(HealthDay)—Some medical schools are offering an accelerated three-year program, according to a report from Kaiser Health News.
Sandra G. Boodman discusses the implications of shorter medical school training, focusing on student and medical school administrator perspectives.
According to the report, shortening medical school can be seen as a way to produce physicians faster, which is important with the influx of previously uninsured patients into the medical system. Furthermore, huge student loans are an incentive for accelerated training programs, reducing debt for students. To date, fewer than 12 medical schools are offering or actively considering three-year programs, which involve elimination of electives, attendance at summer classes, and a provisional guarantee of residency. Some note that the fourth year plays a crucial role in preparing doctors for residency and subsequent practice. Others note that three-year programs were offered in the late 1970s but failed, mainly due to student burnout.
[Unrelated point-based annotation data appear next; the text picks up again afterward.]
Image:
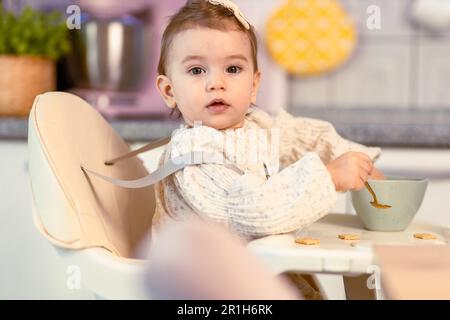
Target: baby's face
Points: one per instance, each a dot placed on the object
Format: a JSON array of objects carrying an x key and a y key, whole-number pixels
[{"x": 207, "y": 64}]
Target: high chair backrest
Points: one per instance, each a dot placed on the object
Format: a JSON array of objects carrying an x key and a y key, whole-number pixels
[
  {"x": 72, "y": 210},
  {"x": 89, "y": 189}
]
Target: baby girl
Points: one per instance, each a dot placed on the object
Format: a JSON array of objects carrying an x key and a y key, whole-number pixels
[{"x": 208, "y": 74}]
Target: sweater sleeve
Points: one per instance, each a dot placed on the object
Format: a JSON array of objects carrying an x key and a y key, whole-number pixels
[
  {"x": 300, "y": 135},
  {"x": 250, "y": 205}
]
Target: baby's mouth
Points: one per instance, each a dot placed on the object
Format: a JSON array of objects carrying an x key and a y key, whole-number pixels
[{"x": 217, "y": 105}]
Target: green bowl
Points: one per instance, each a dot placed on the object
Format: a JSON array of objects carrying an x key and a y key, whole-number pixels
[{"x": 403, "y": 195}]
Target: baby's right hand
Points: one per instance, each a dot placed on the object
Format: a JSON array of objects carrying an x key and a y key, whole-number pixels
[{"x": 350, "y": 170}]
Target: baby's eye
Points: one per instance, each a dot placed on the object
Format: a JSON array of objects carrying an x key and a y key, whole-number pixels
[
  {"x": 234, "y": 69},
  {"x": 196, "y": 70}
]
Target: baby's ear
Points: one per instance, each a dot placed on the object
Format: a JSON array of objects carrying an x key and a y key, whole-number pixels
[
  {"x": 255, "y": 87},
  {"x": 164, "y": 86}
]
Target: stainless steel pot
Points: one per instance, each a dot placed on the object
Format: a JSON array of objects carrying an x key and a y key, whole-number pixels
[{"x": 109, "y": 54}]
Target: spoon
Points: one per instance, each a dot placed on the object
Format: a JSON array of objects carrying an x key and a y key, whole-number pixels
[{"x": 374, "y": 196}]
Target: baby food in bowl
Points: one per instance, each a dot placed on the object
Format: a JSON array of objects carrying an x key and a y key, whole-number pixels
[{"x": 402, "y": 198}]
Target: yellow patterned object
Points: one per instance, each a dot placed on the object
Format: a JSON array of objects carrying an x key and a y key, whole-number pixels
[{"x": 309, "y": 37}]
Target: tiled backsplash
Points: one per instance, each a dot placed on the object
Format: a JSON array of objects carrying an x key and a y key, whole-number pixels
[{"x": 401, "y": 65}]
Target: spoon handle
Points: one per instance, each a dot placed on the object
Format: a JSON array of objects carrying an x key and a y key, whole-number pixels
[{"x": 371, "y": 191}]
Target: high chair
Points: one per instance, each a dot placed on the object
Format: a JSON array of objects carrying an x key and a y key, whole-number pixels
[
  {"x": 96, "y": 226},
  {"x": 92, "y": 197}
]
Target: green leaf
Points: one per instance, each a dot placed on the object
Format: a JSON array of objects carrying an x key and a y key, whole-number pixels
[{"x": 33, "y": 32}]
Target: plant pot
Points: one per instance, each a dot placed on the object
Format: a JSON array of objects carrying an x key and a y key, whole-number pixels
[{"x": 22, "y": 78}]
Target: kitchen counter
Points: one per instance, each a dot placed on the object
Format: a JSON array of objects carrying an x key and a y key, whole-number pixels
[{"x": 383, "y": 127}]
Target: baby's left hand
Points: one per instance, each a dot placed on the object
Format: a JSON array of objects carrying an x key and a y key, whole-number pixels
[{"x": 376, "y": 174}]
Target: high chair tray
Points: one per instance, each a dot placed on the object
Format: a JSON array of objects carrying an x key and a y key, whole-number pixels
[{"x": 334, "y": 255}]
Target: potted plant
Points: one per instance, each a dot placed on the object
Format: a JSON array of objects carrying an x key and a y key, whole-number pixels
[{"x": 31, "y": 42}]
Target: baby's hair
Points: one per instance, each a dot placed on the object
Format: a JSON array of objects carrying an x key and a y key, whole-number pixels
[{"x": 201, "y": 13}]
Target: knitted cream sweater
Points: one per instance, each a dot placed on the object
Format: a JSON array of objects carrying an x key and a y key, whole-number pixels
[{"x": 285, "y": 185}]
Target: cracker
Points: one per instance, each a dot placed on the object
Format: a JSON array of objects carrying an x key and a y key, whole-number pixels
[
  {"x": 425, "y": 236},
  {"x": 349, "y": 236},
  {"x": 307, "y": 241}
]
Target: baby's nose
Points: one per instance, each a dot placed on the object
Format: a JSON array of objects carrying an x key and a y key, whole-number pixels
[{"x": 215, "y": 83}]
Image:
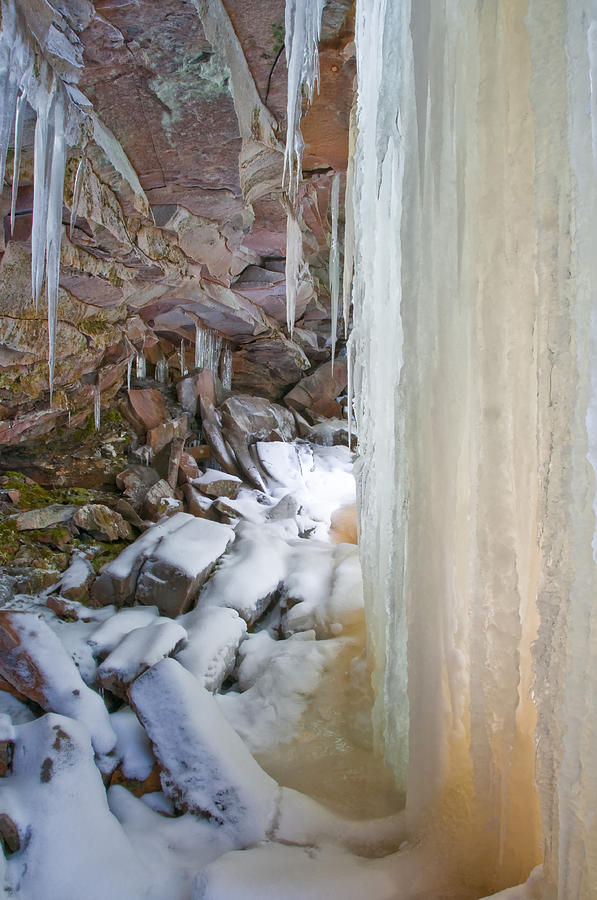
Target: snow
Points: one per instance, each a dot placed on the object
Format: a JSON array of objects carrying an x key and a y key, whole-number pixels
[
  {"x": 214, "y": 635},
  {"x": 45, "y": 669},
  {"x": 133, "y": 749},
  {"x": 77, "y": 574},
  {"x": 334, "y": 262},
  {"x": 206, "y": 766},
  {"x": 295, "y": 873},
  {"x": 276, "y": 679},
  {"x": 56, "y": 797},
  {"x": 249, "y": 574},
  {"x": 211, "y": 475},
  {"x": 104, "y": 639},
  {"x": 138, "y": 650},
  {"x": 131, "y": 556}
]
Although supporters of three-year programs insist that contemporary medical school programs are different, medicine is more complex than in the 1970s. However, satisfaction is high for students enrolled in three-year programs, with equivalent scores on licensing exams and no reports of burnout.
"NYU's accelerated program is best suited for highly qualified students who are typically older, more mature, and certain of their choice of specialty," said Steven B. Abramson, M.D., vice dean of New York University's medical school, according to the Kaiser Health News article.